SARS-COV-2 nasopharyngeal viral load change in a multicenter randomized
clinical trial comparing early therapies for COVID-19 in
non-hospitalized adults with high risk of severe COVID-19 (the MONET
TRIAL)
Abstract
Although in vitro studies suggest that neutralization by
monoclonal antibodies (mAbs) against SARS CoV2 Omicron sub lineages is
reduced, in vivo virological response data are lacking. MONET
(EudraCT: 2021-004188-28) was multi-centric phase 4 open-label parallel
randomized clinical trial, conducted in Italy over 2022-2023, to assess
the efficacy of sotrovimab (SOT), tixagevimab/cilgavimab (TIX/CIL) and
Nirmatrelvir/ritonavir (NMV/r), in outpatients at high risk for severe
COVID-19. The outcome (secondary in the trial protocol) was SARS-CoV-2
variation in cycle threshold (CT) values over the first 7 days (D1-D7)

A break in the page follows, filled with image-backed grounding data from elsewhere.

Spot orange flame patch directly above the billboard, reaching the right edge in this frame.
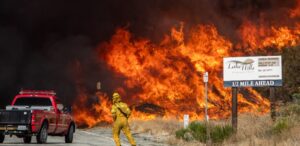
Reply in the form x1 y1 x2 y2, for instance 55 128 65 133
239 21 300 54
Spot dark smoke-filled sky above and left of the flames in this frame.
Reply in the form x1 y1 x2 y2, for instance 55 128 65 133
0 0 295 106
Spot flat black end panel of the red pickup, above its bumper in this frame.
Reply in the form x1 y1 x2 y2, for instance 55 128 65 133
0 110 31 125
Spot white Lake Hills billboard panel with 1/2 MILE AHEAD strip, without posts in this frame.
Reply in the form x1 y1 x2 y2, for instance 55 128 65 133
223 56 282 87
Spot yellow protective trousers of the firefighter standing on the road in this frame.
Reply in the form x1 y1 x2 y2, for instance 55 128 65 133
113 117 136 146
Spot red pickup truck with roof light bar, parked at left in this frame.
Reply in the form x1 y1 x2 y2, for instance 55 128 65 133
0 90 76 143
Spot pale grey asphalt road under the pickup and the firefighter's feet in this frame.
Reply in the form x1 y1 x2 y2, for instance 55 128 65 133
0 127 167 146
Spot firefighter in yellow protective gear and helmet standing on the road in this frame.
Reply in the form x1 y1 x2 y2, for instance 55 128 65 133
111 92 136 146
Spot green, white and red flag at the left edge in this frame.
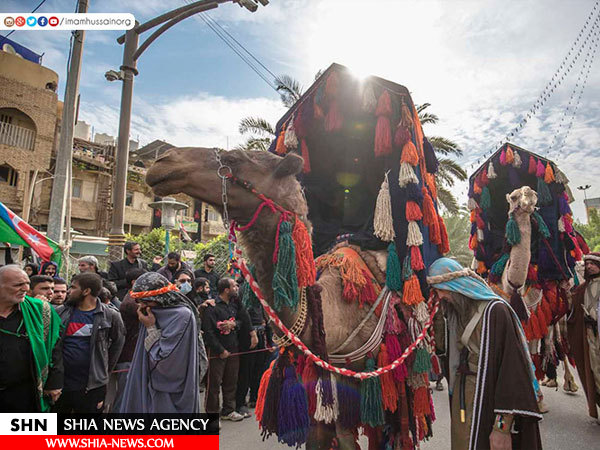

of the trial. CT variation was compared by trial arms using unadjusted
linear regression and after controlling for age. We included 346
individuals: 116 (34%) received SOT, 113 (33%) TIX/CIL, 117 (34%)
NMV/r. Main characteristics were balanced across arms. Most of the
participants were infected with BA.2 (52%) or BA.4/5 (35.5%). The data
carried strong evidence that the mean CT change over D1-D7 was larger in
subjects receiving NMV/r vs. the other arms (p<0.001). We found
no evidence that viral variant was an effect measure modifier for the
contrasts of interest (p=0.14). Our analysis provides strong evidence
that NMV/r exerts a greater in vivo antiviral effect than mAbs
against Omicron sublineages, confirming previous in vitro data.